The surest way of enforcing relational integrity is to apply constraints at the server. These constraints will provide quality assurance to all data which enters the database, regardless of the data's source. However, some purchased applications enforce integrity on the "client side," using the application software to enforce the relationships. This provides much greater opportunity for violations of the database's relational integrity. Not only could parts of the application fail to adequately check all of the incoming data, but data which is loaded "via the backdoor" (such as during migration of legacy data) could easily compromise the integrity of the database.

It may be possible that some purchased applications cannot be altered to enforce integrity constraints at the server level. Attempting to enforce constraints across the board could have unknown impacts upon the application software. However, it is necessary to ensure and enforce data integrity at some point so any pieces of data which violate the integrity are not passed along to other applications or to end-users.

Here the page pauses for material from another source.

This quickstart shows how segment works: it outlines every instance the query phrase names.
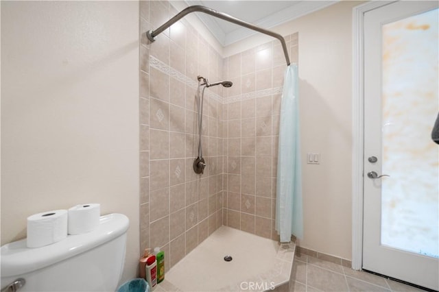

Therefore, the following specific standards apply to the enforcement of data integrity:

OLTP application database must be periodically validated to ensure that they are enforcing data integrity.

Likewise, whenever data leaves a purchased OLTP application, it must be checked for data integrity. This is regardless of whether it's heading for an ODS, a Data Warehouse, or some sort of reporting database. This referential integrity must be enforced either through thorough scripting or through the activation of database level constraints. This is critically important where the ODS provides data to another OLTP application.

The presence of spaces or "blanks," in the place of nulls, represent a threat to referential integrity and cannot be spread beyond purchased OLTP applications to an ODS, Data Warehouse, or other OLTP application! Spaces/Blanks must be replaced with nulls when data leaves a purchased OLTP which contains spaces/blanks.

OLTP's developed in-house must comply with the null standard.

Spaces/Blanks must also be trimmed from the end of all alphanumeric fields where spaces/blanks are or may be present.

Data Quality
Data Quality answers the question, "How good is our data?" Do we have accurate information about each student, each employee, each alumnus, and each donor? Is the information about classes correct? Are all addresses correct? Are all grades correct? Do we have all information correctly and completely filled in for each person? There are a number of questions we could ask, and the list would vary by database, but the basic questions are "Is the data we filled in correct?" and "Should the data we're missing be filled in?"

Data Quality will be more difficult to enforce than Data Integrity. It will require the involvement of individuals and/or Data Stewards who know the data to check the data's accuracy.

Metadata
Metadata is data which describes our data. Capturing and maintaining metadata is critical to the maintenance of our database applications. Specific standards and recommendations regarding metadata will be set forth in a separate document, but metadata must be captured for all Administrative Computing databases.